Junebug (Phil Morrison) Amy Adams, Emberth Davidtz, Benjamin McKenzie, Alessandro Nivola, Celia Weston Running time: 106 minutes.
PHIL MORRISON'S impressive debut film is about the ties that bind - the push and pull of family life which make us want to embrace it and withdraw from it at the same time. An opening scene shows father Eugene (Scott Wilson) standing in a bedroom, patiently inflating an air mattress in expectation of the family's guests.
This sort of glance into the banal is typical of Junebug - small moments fuse together and expand slowly until they become pregnant with meaning.
And the result is strangely comforting. The scary home truths uncovered could be found in any family. And Morrison goes about this business with such candour and ease, that watching it relives moments of your own favourite family barney.
Junebug is written by Angus MacLachlan. He wrote the script for Morrison's award-winning short film Tater Tomater in 1990 and, strangely, it has taken them until now to get a big-screen debut. It boasts an exemplary cast. Amy Adams, who plays a sunny daughter-in-law called Ashley, came from virtual anonymity to be nominated for a Best Actress award at this year's Oscars. She nearly steals the film, but to focus on her would be unfair to the rest of the cast, whose exquisite performances are a study in understated complexity.
The story is about son George (Alessandro Nivola) who returns home to visit his family for the first time in three years with new wife Madeleine (Emberth Davidtz). The real reason they have left Chicago for rural North Carolina is that art dealer Madeleine is determined to get a local artist onto her books. They were lovers at first sight, and married a week later, but George's mother Peg (Celia Weston) doesn't take to her.
"She's too smart, she's too pretty, " she chides her husband. Peg is toxic, a female equivalent of John McGahern's abusive father figure, Moran. She has a cold mouth and a withering stare.

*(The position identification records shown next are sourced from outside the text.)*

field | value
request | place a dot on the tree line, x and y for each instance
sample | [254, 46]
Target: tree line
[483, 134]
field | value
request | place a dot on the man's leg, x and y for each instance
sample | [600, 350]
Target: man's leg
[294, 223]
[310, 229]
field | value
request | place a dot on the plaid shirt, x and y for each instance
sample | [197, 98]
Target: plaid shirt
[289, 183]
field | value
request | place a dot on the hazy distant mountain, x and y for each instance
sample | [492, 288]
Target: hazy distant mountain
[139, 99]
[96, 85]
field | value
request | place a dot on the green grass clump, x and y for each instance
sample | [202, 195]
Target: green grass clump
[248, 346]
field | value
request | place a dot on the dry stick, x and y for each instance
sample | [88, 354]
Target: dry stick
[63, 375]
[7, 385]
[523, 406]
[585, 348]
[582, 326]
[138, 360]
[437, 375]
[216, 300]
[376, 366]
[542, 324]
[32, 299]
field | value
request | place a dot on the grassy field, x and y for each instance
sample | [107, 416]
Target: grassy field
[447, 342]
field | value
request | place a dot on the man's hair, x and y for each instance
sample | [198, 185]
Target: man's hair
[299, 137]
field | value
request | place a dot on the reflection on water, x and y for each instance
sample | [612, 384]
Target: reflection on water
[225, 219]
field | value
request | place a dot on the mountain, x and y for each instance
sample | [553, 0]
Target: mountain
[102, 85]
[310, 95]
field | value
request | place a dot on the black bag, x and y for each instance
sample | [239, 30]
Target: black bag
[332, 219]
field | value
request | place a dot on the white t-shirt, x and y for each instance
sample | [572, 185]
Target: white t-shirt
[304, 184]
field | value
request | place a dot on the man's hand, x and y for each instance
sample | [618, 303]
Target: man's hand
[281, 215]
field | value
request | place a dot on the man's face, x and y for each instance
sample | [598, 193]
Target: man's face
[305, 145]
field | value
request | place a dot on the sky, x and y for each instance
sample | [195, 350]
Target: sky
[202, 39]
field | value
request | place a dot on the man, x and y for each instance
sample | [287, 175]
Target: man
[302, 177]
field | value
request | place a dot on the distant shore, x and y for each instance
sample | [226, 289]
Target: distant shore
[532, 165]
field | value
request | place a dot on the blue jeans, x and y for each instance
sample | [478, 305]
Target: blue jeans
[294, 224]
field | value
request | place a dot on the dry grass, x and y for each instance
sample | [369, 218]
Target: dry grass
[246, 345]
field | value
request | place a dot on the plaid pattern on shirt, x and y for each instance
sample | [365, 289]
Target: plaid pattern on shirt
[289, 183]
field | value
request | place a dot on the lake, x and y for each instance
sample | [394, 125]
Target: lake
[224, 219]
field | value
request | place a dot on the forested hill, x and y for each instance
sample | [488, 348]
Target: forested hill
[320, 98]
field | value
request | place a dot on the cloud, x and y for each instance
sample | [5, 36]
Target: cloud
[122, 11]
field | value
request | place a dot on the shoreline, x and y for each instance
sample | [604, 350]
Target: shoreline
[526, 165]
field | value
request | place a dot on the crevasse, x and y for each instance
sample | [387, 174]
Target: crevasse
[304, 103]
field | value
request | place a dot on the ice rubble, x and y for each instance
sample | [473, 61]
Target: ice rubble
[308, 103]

She unleashes bitterness on everybody else. She admonishes Johnny, the other son who still lives at home with his heavily pregnant wife, Ashley, while her put-upon husband Eugene meets her casual abuse with silence. Johnny is as bitter and resentful as his mother, and as incapable of expressing it as his father. He treats Ashley with disdain and ignores the new guests.
Somehow, Ashley seems oblivious to all the dysfunction, while George is only too aware. It is easy to see why he doesn't come home too often and that Madeleine, the polar opposite of this family, brings him some kind of solace.
What at first seems to be a showdown between simple churchgoing folk and sophisticated city types soon turns into something much more complex. Madeleine draws Peg's disapproval with her androgynous looks but Madeleine hardly puts a foot wrong. She takes to Ashley's childish chirping, and attends church meetings and the traditional baby shower.
It is George who shirks family time.
When crisis strikes, however, true colours are shown. George takes to his responsibilities, while Madeleine is revealed as someone whose priorities are elsewhere. "It means something, " George tells her down the phone.
"What?" she says. "Family."
The details are subtle. The revelations are like little tremors.
Director Morrison goes about his business unobtrusively, without any grandstanding or epiphanies granted to characters gazing forlornly out of windows. The human foibles that are revealed hold up as universal and true.
While it is much in the vein of American independent cinema, it is the kind of film that can be traced back to the work of Yazugiro Ozu - meditations on family where judgement is carefully withheld. And Morrison too cuts to similar Ozu-like moments of reflection between scenes - well-tended front gardens and butterflies hovering over a lawn.
These pauses take us outside the film, and seem to suggest that life goes on elsewhere, and in much a similar fashion.